# Statistical learning

In this project we briefly discuss a few packages to do statistical learning in Julia.

*Aside:* I'm not an expert in this field, so if some of you has more insights or better tricks / setups to try, I'm happy for any comments!

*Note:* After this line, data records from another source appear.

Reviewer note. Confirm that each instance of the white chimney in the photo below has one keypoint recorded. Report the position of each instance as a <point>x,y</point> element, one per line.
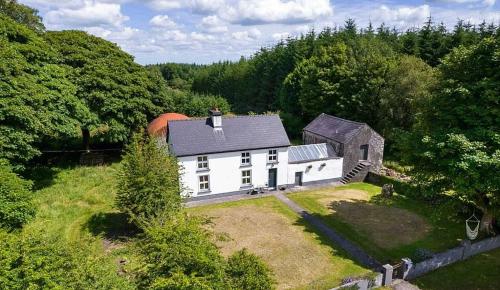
<point>216,117</point>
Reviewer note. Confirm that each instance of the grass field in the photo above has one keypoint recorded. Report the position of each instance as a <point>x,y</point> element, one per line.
<point>388,229</point>
<point>76,204</point>
<point>481,272</point>
<point>298,257</point>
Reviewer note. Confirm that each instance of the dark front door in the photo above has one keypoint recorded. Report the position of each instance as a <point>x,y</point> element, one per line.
<point>273,174</point>
<point>364,152</point>
<point>298,178</point>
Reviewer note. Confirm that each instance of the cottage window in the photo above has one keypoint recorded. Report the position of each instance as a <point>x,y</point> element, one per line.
<point>202,163</point>
<point>204,183</point>
<point>245,158</point>
<point>246,177</point>
<point>272,156</point>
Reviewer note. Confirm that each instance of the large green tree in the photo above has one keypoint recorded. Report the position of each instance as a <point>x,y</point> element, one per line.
<point>456,146</point>
<point>121,95</point>
<point>37,97</point>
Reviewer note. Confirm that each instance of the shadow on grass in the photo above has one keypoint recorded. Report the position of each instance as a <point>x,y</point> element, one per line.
<point>113,226</point>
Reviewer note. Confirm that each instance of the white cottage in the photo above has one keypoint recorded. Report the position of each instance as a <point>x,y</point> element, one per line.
<point>232,155</point>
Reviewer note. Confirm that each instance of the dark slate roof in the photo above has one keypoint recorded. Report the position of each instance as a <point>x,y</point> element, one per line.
<point>335,128</point>
<point>311,152</point>
<point>197,136</point>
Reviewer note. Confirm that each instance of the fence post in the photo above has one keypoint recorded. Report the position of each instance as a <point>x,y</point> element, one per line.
<point>387,270</point>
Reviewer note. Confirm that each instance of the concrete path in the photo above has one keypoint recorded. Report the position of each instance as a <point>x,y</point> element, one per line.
<point>399,284</point>
<point>222,199</point>
<point>357,253</point>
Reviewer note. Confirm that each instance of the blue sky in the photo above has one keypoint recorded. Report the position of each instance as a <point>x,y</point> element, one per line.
<point>204,31</point>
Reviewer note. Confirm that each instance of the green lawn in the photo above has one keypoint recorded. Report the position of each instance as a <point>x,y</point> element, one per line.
<point>481,272</point>
<point>388,229</point>
<point>75,204</point>
<point>299,258</point>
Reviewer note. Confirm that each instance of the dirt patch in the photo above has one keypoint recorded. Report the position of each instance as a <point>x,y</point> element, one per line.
<point>387,227</point>
<point>295,259</point>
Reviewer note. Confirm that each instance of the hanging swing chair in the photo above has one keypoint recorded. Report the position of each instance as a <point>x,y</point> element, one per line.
<point>472,227</point>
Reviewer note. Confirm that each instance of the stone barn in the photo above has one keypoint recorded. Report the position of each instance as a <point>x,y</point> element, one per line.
<point>361,147</point>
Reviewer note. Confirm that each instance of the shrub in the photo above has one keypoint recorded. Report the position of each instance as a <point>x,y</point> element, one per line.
<point>247,271</point>
<point>148,181</point>
<point>180,255</point>
<point>16,206</point>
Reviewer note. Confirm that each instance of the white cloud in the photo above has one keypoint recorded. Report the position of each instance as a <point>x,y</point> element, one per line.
<point>247,35</point>
<point>281,35</point>
<point>201,37</point>
<point>162,21</point>
<point>402,16</point>
<point>471,2</point>
<point>92,13</point>
<point>251,12</point>
<point>212,24</point>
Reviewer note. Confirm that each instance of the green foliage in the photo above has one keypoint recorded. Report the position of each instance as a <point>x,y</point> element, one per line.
<point>16,206</point>
<point>178,254</point>
<point>148,181</point>
<point>247,271</point>
<point>121,94</point>
<point>456,145</point>
<point>38,261</point>
<point>22,14</point>
<point>37,98</point>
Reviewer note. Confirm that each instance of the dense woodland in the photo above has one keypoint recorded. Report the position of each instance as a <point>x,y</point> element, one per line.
<point>433,92</point>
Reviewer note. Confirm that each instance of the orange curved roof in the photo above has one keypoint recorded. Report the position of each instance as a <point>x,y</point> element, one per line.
<point>158,127</point>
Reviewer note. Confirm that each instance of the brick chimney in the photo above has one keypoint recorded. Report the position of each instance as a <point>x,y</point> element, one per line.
<point>216,117</point>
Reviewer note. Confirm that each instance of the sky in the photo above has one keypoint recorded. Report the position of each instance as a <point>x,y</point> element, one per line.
<point>206,31</point>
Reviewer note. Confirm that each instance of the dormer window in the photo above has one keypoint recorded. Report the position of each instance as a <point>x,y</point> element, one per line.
<point>272,156</point>
<point>202,162</point>
<point>245,159</point>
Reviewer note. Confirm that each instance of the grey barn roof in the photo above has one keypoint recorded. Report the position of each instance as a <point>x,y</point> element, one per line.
<point>335,128</point>
<point>311,152</point>
<point>197,136</point>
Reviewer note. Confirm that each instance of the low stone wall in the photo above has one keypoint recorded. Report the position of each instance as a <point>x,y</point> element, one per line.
<point>466,250</point>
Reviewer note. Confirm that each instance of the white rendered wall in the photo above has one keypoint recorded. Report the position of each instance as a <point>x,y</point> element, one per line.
<point>225,171</point>
<point>332,169</point>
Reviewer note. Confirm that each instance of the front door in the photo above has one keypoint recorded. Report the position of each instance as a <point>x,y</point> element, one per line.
<point>364,152</point>
<point>273,174</point>
<point>298,178</point>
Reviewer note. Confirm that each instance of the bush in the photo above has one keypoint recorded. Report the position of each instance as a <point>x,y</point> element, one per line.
<point>180,255</point>
<point>247,271</point>
<point>148,181</point>
<point>16,207</point>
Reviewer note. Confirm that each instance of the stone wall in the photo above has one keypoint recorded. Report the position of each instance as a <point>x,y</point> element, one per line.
<point>352,150</point>
<point>466,250</point>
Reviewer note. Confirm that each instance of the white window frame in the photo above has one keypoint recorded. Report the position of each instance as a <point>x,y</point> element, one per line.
<point>202,163</point>
<point>203,185</point>
<point>246,177</point>
<point>272,156</point>
<point>246,158</point>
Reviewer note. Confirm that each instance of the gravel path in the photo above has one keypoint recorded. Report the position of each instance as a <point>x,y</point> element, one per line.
<point>357,253</point>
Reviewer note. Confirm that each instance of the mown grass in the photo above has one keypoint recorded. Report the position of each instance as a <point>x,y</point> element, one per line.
<point>446,230</point>
<point>75,204</point>
<point>481,272</point>
<point>300,258</point>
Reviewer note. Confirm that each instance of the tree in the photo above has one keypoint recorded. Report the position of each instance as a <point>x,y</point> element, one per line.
<point>37,98</point>
<point>148,181</point>
<point>247,271</point>
<point>22,14</point>
<point>178,254</point>
<point>456,146</point>
<point>121,94</point>
<point>16,206</point>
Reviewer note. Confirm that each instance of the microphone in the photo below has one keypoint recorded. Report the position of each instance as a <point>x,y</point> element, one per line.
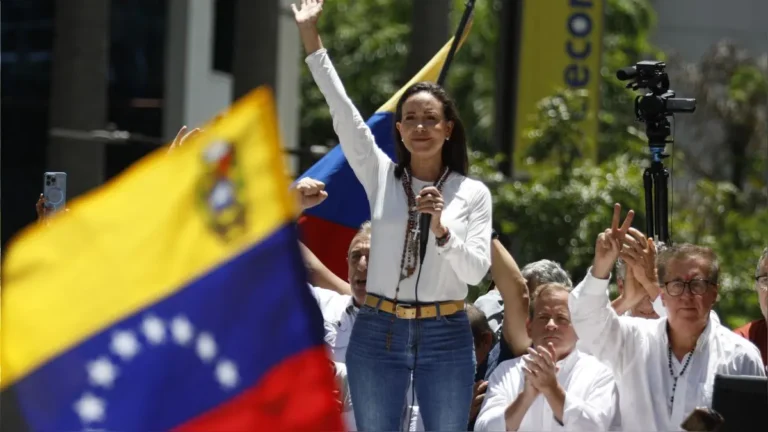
<point>424,220</point>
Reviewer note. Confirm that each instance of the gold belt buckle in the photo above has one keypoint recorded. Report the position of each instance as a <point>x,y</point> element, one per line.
<point>405,312</point>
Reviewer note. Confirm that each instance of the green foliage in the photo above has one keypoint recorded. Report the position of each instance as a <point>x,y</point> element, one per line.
<point>559,218</point>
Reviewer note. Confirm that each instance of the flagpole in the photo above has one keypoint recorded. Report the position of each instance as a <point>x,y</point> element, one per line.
<point>469,7</point>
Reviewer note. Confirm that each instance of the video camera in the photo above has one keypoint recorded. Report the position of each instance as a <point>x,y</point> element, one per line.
<point>654,107</point>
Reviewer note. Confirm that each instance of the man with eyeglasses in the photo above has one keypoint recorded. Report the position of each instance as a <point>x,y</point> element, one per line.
<point>757,331</point>
<point>665,368</point>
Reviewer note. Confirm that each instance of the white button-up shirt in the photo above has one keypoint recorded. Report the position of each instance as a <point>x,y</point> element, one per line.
<point>590,397</point>
<point>339,313</point>
<point>636,349</point>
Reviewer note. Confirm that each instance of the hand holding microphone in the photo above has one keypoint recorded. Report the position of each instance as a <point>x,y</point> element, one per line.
<point>430,204</point>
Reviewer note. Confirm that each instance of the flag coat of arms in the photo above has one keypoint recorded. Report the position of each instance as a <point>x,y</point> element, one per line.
<point>328,229</point>
<point>172,298</point>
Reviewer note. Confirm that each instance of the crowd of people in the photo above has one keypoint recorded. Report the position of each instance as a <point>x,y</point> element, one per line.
<point>531,354</point>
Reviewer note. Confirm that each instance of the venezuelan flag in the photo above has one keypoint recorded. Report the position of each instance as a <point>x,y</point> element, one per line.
<point>172,298</point>
<point>328,229</point>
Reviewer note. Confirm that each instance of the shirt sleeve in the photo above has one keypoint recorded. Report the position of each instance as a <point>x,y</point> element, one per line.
<point>323,296</point>
<point>749,362</point>
<point>595,412</point>
<point>357,141</point>
<point>604,334</point>
<point>503,388</point>
<point>470,257</point>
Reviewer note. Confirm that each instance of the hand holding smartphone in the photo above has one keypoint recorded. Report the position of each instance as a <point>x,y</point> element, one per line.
<point>54,192</point>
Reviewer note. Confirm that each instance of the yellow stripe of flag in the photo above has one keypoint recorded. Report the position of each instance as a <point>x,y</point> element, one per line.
<point>141,238</point>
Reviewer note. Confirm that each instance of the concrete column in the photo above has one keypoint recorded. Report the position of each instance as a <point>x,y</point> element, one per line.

## Stheno - Gaussian process regression

This first section considers Gaussian process regression and inference as implemented in the [Stheno](https://juliagaussianprocesses.github.io/Stheno.jl) package.

In [None]:
using AbstractGPs
using Stheno
using Plots
using LinearAlgebra

In [None]:
# Generate some synthetic data
N = 50
xdata = 2π * rand(N)
y = sin.(xdata) + 0.05*randn(N);

In [None]:
# Setup zero-mean Gaussian Process with a squared exponential kernel σ² exp(-||x-x'||^2 / 2l²)
l  = 0.4
σ² = 0.6
f  = @gppp let
    # Build a Gaussian Process Programming Problem, but only with one GP
    # (could add multiple GPs here with parameters that depend on each other etc.)
    f1 = σ² * stretch(GP(SEKernel()), 1 / l)
end

# Sample from the GP f1 (with some IID observation noise)
# which is put on the diagonal of the Kernel
const x = GPPPInput(:f1, xdata)
σ²ₙ = 0.05
fx = f(x, σ²ₙ)

# Compute posterior over f given data y
f_posterior = posterior(fx, y)

# Plot data
plt = plot();
scatter!(plt, x.x, y; color=:red, label="");

# Plot posterior
x_plot = range(-0.5, 6.7; length=1000);
xp = GPPPInput(:f1, x_plot)
plot!(plt, x_plot, f_posterior(xp); label="", color=:blue,
      fillalpha=0.2, linewidth=2) 
plot!(
    plt, x_plot, rand(f_posterior(xp, 1e-9), 10);
    samples=10, markersize=1, alpha=0.3, label="", color=:blue,
)

In [None]:
# Hyperparameter optimisation
using Optim
using Zygote

# Unpack hyperparameters (given in log scale)
# Fudge term to avoid nasty zeros ...
unpack(θ) = exp.(θ) .+ 1e-6

# nlml = negative log marginal likelihood (of θ)
function nlml(θ)
    l, σ², σ²ₙ = unpack(θ)
    f = @gppp let
        f1 = σ² * stretch(GP(SEKernel()), 1 / l)
    end
    -logpdf(f(x, σ²ₙ), y)
end

# Optimise using BFGS with adjoint-mode autodiff gradient on nlml
θ0 = randn(3);
results = Optim.optimize(nlml, nlml', θ0, BFGS(); inplace=false)
l_opt, σ²_opt, σ²ₙ_opt = unpack(results.minimizer)

@show σ²_opt
@show l_opt
@show σ²ₙ_opt

# Optimal GP and posterior
f_opt = @gppp let
    f1 = σ²_opt * stretch(GP(SEKernel()), 1 / l_opt)
end
f_posterior_opt = posterior(f(x, σ²ₙ_opt), y)

# Add to plot ...
plot!(plt, x_plot, f_posterior_opt(xp); label="", color=:orange,
      fillalpha=0.2, linewidth=2)
plot!(
    plt, x_plot, rand(f_posterior(xp, 1e-9), 10);
    samples=10, markersize=1, alpha=0.3, label="", color=:orange,
)

## Flux - The ML library that doesn't make you tensor

[Flux](https://fluxml.ai/) has become the de-facto standard for neural-network-based statistical learning in Julia. A good starting point for any NN-based learning problem is the [Flux model zoo](https://github.com/FluxML/model-zoo/).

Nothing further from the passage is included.